News: Centro Dragão do Mar anuncia nova gestão para Museu de Arte Contemporânea

Cecília Bedê, Paulo Linhares, Nathalia Sobral e Natasha Faria2

O Centro Dragão do Mar de Arte e Cultura, instituição ligada à Secretaria da Cultura do Estado do Ceará, gerida pelo Instituto Dragão do Mar, anuncia a curadora e pesquisadora Cecília Bedê como nova gestora do Museu de Arte Contemporânea. Recentemente fechado para reforma, o museu passará por reestruturação interna, com previsão de reabertura ainda neste primeiro semestre.

Nesta terça-feira (3), o presidente do Instituto Dragão do Mar, Paulo Linhares, e as gestoras do Dragão Natasha Faria, superintendente, e Nathalia Sobral, gestora administrativa e financeira, estiveram reunidos com a nova gerente do MAC, para discussão e alinhamento das diretrizes que nortearão um novo projeto para o equipamento.

“Cecília apresenta um pensamento muito maduro sobre um novo olhar que precisa ser lançado para o MAC e a sua formação e sua bagagem profissional nos dão a segurança de que estamos no rumo certo”, afirma Faria. Cecília Bedê é curadora e pesquisadora em Artes Visuais, mestre em Comunicação e Semiótica, na linha de pesquisa Processos de Criação nas mídias, e especialista em Arte, Crítica e Curadoria pela PUC/SP. Graduada em Artes Visuais pela FGF/CE, tem experiências profissionais nas áreas da arte-educação, gerenciamento de acervos, produção, curadoria de exposições e no campo editorial das artes visuais.

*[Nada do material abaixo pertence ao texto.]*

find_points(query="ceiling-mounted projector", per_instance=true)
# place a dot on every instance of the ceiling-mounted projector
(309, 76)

Cecília Bedê diz que, apesar das expectativas que sabe existirem em torno de uma nova gestão, é preciso ter cautela ao anunciar os próximos passos. “A reforma física é importante, mas este é, sobretudo, o momento de rever o projeto museológico, analisar o histórico de atuação, reestruturar o acervo e investir em pesquisa sobre ele, além de estreitar o diálogo com as classes artísticas e com outras instituições e consolidar o espaço como lugar de experimentação da produção. Somente fortalecendo as bases do Museu, poderemos apresentar uma proposta sólida, alinhada com as políticas culturais do estado e com os anseios dos artistas cearenses”, afirma. Para Cecília, o MAC sempre teve um papel fundamental na formação artística local, por isso, ela entende que, para além das exposições, as ações de formação serão importantes caminhos para mapear a produção artística do Ceará e as pautas mais urgentes, bem como para promover um espaço de diálogo entre diferentes gerações e fortalecer a transversalidade entre as linguagens artísticas.